Tobacco is an important crop economically in China, and tobacco quality varies across its cultivated regions. To unveil the mechanisms that result in such varied tobacco leaf qualities, we have analyzed the tobacco leaf gene expression profiles of four areas in Sichuan province, China. Tobacco leaves in the 12 position were collected from plants in four different regions, namely Huili, Miyi, Xingwen and Jiange, and submitted for microarray analysis. Gene expression levels from Miyi group were used as control, and that from Jiange, Xingwen and Huili were compared to Miyi group respectively. A total of 5154 differentially expressed genes (DEGs) were detected, among which 2731 genes were up-regulated and 2423 genes were down-regulated. Based on gene ontology (GO) analysis, significant DEGs were classified into 15 categories (P≤0.05) based on properties pertaining to transferase activity, transmembrane transporter activity, binding, transcription regulator activity, metabolic processes, secondary metabolic processes, etc. Our results also show that these DEGs were significantly enriched in 11 pathways, including metabolic pathways, starch and sucrose metabolism, photosynthesis, etc. Our study suggests that many of the genes involved in various plant physiological and biochemical processes significantly differed across these four different regions, which may explain their differences in tobacco leaf quality.

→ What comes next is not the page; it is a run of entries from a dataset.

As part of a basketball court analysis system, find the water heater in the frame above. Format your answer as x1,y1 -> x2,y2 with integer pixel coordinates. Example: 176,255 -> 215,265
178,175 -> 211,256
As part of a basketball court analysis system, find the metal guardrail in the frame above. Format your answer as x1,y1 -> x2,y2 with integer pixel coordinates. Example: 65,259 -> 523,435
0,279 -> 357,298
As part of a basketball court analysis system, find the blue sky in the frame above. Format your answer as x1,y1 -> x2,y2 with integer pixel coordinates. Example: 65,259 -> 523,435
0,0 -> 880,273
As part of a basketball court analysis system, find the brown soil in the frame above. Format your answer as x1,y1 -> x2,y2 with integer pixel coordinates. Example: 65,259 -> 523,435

De novo transcriptome analysis of tobacco seedlings and identification of the early response gene network under low-potassium stress

Tobacco is an economically important crop, and its potassium content can greatly affect the quality of tobacco leaves. However, the molecular mechanism involved in potassium starvation in tobacco has not been elucidated to date. In this study, Illumina (Solexa) sequencing technology was used to analyze the transcriptome of tobacco seedlings under low-potassium stress for 6, 12, and 24 h. After analysis, 107,824 assembled unigenes were categorized into 57 GO functional groups, and 31,379 unigenes (29.08%) were clustered into 25 COG categories. A total of 9945 genes were classified into 233 KEGG pathways, and 15,209 SSRs were found among the 107,824 unigenes. Between the two samples, 1034 genes were differentially expressed. Twelve randomly selected gene expression levels were analyzed by quantitative RT-PCR, and the results were highly consistent with those obtained by Solexa sequencing. Our results provide a comprehensive analysis of the gene-regulatory network of tobacco seedlings under low-potassium stress.